« Par le raccourci » (By the shortcut), est un film documentaire réalisé par Dady de Maximo Mwicira Mitali, rescapé du génocide.
Ce film est un des rares films sur le génocide des Tutsi réalisé par les victimes elles-mêmes. Par le raccourci, c’est l’évocation de ce discours de Léon Mugesera qui disait : « L’erreur fatale que nous avons commise en 1959 c’est que, nous les avons laissés sortir. Leur pays c’était en Éthiopie, mais nous allons leur chercher un raccourci, à savoir la rivière Nyabarongo. » Les assassins de 1994 réaliseront mot à mot ce discours. Ligotés, blessés ou tués, les Tutsi seront rejetés à la rivière et d’innombrables cadavres seront retrouvés dans le lac Victoria. Déjà en 1973, la mère de Daddy âgée de 14 ans avait été jetée à l’eau, mais contrairement aux autres membres de sa famille elle en réchappa. Renvoyer les Tutsi en Éthiopie par le plus court chemin, par cette rivière Nyabarongo, est la trame de ce film. Le récit des ces horreurs est lancinant et fascinant. On y découvre des actes d’héroïsme méconnus comme cette résistance organisée lors du massacre à l’ISAR Songa près de Butare par le karateka Tharcisse Sinzi.
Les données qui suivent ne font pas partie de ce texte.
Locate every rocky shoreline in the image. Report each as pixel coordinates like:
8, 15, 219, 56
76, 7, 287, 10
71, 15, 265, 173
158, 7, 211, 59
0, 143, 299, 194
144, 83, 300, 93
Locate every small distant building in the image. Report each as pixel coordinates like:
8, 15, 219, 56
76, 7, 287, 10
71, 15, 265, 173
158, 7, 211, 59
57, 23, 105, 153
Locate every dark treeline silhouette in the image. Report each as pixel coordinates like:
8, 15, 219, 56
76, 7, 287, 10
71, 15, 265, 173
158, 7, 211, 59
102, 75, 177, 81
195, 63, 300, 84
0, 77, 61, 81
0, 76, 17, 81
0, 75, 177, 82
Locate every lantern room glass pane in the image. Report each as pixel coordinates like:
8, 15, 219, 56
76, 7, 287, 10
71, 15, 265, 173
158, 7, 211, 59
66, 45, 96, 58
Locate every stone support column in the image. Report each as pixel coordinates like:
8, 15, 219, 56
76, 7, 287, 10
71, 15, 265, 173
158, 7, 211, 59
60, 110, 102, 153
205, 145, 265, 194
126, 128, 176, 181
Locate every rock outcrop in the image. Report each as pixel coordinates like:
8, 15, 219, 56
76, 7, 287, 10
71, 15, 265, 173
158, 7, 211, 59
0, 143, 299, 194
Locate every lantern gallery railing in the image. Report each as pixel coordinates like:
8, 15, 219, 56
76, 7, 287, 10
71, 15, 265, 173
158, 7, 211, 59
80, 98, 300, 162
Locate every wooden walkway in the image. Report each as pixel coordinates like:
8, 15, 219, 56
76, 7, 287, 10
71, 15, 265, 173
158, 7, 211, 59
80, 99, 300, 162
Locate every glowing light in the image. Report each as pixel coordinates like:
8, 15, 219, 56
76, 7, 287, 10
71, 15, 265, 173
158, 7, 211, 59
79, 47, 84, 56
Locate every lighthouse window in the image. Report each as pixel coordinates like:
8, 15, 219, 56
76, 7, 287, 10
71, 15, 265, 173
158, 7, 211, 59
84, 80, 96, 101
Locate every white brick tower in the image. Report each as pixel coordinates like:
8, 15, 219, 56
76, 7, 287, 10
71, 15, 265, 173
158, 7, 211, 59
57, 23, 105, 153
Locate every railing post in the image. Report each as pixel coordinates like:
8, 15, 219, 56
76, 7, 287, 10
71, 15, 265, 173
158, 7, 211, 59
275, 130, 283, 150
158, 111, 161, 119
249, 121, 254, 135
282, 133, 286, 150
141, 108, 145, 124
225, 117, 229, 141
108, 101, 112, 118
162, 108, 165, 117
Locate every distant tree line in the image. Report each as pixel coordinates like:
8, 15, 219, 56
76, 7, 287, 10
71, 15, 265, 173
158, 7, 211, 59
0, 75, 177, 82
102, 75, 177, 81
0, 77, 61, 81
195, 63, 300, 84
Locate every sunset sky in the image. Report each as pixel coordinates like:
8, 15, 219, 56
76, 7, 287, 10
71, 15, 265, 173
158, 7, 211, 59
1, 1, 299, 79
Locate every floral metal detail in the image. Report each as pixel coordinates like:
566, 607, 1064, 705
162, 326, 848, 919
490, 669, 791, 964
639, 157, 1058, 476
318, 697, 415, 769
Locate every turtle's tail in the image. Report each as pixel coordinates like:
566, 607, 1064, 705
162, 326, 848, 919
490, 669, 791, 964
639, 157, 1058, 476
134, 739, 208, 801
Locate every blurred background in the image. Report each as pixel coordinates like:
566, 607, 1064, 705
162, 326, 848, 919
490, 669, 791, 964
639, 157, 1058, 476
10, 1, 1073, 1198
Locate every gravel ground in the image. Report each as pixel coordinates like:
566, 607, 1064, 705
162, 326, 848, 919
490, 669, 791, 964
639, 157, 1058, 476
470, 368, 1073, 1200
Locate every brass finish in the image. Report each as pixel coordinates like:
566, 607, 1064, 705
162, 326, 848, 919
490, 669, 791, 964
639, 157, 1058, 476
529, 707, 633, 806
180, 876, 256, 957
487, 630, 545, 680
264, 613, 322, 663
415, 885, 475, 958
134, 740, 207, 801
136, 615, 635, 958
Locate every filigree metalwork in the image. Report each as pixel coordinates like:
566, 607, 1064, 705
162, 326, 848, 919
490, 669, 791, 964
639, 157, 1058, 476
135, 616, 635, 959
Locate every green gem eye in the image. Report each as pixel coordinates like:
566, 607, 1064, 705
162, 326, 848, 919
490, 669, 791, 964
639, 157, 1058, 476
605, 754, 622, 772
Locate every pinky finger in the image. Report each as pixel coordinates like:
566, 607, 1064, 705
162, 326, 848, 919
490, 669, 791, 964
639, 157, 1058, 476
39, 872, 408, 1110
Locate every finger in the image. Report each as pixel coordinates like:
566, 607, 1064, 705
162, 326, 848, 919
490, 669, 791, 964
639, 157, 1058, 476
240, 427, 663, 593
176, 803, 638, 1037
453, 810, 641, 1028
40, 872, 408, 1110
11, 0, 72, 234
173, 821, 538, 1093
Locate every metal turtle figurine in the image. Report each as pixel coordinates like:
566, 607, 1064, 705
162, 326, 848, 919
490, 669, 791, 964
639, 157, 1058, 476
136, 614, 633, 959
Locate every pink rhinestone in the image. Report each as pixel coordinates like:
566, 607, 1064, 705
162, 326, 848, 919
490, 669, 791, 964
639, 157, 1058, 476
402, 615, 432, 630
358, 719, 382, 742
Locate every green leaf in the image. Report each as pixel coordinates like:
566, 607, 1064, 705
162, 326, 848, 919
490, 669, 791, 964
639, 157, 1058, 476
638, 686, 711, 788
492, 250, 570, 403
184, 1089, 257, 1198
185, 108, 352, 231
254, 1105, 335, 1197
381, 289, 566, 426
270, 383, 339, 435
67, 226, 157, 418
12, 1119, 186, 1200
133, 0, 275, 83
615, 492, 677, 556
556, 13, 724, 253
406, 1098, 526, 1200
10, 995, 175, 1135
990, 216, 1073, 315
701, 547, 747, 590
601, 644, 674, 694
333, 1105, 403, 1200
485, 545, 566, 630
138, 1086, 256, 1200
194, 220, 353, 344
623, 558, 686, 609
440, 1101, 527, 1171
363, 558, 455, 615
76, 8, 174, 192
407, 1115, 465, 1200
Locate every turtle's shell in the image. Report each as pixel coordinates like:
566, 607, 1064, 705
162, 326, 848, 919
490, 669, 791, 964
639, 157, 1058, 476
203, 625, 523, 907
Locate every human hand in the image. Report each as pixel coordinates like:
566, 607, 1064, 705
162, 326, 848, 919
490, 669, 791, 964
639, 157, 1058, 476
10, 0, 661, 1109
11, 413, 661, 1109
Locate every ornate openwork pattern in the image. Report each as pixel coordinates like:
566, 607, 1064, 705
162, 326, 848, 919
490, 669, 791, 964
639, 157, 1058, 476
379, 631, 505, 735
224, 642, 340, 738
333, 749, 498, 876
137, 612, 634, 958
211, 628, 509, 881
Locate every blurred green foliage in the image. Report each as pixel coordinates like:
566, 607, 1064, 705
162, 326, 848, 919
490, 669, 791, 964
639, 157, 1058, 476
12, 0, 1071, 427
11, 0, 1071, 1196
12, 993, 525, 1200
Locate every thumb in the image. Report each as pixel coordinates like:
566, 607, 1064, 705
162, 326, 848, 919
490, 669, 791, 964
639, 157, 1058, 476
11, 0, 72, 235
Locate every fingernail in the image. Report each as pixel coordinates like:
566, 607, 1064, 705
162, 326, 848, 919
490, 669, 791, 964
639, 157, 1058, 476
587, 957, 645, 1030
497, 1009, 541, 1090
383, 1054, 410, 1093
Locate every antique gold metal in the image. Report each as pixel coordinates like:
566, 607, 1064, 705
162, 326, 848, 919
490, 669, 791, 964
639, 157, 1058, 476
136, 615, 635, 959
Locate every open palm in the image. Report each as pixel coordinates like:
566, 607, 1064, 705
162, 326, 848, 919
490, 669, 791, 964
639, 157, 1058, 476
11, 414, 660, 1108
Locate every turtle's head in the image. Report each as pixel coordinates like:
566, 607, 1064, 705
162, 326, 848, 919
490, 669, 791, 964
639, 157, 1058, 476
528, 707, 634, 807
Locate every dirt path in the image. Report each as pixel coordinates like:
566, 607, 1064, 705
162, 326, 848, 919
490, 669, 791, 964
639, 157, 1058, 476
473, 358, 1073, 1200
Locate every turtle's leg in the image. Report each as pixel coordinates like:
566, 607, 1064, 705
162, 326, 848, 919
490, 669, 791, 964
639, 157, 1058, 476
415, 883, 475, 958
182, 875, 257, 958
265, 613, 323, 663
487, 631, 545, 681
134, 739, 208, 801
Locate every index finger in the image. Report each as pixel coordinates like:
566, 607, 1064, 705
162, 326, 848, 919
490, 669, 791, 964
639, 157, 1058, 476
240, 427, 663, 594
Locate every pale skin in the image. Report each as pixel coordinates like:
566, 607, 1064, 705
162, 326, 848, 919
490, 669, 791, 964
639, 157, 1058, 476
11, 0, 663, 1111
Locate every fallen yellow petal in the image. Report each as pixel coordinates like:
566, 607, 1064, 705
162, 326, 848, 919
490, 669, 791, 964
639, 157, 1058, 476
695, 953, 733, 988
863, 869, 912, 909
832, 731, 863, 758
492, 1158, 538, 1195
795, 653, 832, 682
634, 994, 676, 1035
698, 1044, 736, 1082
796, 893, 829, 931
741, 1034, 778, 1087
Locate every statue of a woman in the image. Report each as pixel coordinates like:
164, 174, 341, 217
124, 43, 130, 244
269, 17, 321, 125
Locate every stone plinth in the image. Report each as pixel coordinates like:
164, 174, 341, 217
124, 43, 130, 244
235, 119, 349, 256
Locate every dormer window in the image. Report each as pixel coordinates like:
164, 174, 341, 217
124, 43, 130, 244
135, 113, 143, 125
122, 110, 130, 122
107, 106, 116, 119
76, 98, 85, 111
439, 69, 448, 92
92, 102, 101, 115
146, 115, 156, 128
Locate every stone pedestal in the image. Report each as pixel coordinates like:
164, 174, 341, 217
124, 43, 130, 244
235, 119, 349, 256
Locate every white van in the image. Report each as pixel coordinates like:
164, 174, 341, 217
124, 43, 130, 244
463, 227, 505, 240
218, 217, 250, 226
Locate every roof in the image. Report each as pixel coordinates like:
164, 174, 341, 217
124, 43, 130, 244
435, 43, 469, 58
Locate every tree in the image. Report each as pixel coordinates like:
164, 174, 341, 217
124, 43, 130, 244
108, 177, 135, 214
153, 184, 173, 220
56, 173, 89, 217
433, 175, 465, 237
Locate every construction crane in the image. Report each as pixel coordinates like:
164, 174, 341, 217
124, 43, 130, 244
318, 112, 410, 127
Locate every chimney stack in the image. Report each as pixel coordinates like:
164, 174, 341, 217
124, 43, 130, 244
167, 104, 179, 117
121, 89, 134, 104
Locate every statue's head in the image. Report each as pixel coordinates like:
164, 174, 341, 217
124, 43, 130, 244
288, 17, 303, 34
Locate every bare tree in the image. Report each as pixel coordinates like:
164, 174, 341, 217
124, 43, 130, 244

Le film donne une idée du système judiciaire et pénitentiaire rwandais aujourd’hui. Les rescapés sont confrontés aux bourreaux. On voit ceux-ci avouer une partie de leur crime. On assiste même avec un certain malaise à des scènes de réconciliation. Mais l’assassinat d’un survivant vient briser cette vision idyllique.
La voix de Dady, le commentateur, est douce, si douce pour dire des choses horribles. Et repassent sans cesse les mêmes images de cadavres flottants sur la rivière. Mais le film va jusqu’au bout de leur route, jusqu’à ces pêcheurs du lac Victoria qui ont repêché les cadavres...
Le film comporte des imperfections techniques, il va être amélioré, mais plus qu’un film, c’est un témoignage.
Quelques commentaires
Jeanine Munyesheli-Barbé (Genève)
Je ne sais pas par où commencer pour vous parler du film que Daddy nous a présenté jeudi dernier à Fribourg et qui a été projeté hier à Ibuka. Je ne sais pas non plus comment vous parler du chic type qu’il est, de son élégance (il est styliste) extérieure et intérieure (il a le mot pour rire pour ne pas en pleurer).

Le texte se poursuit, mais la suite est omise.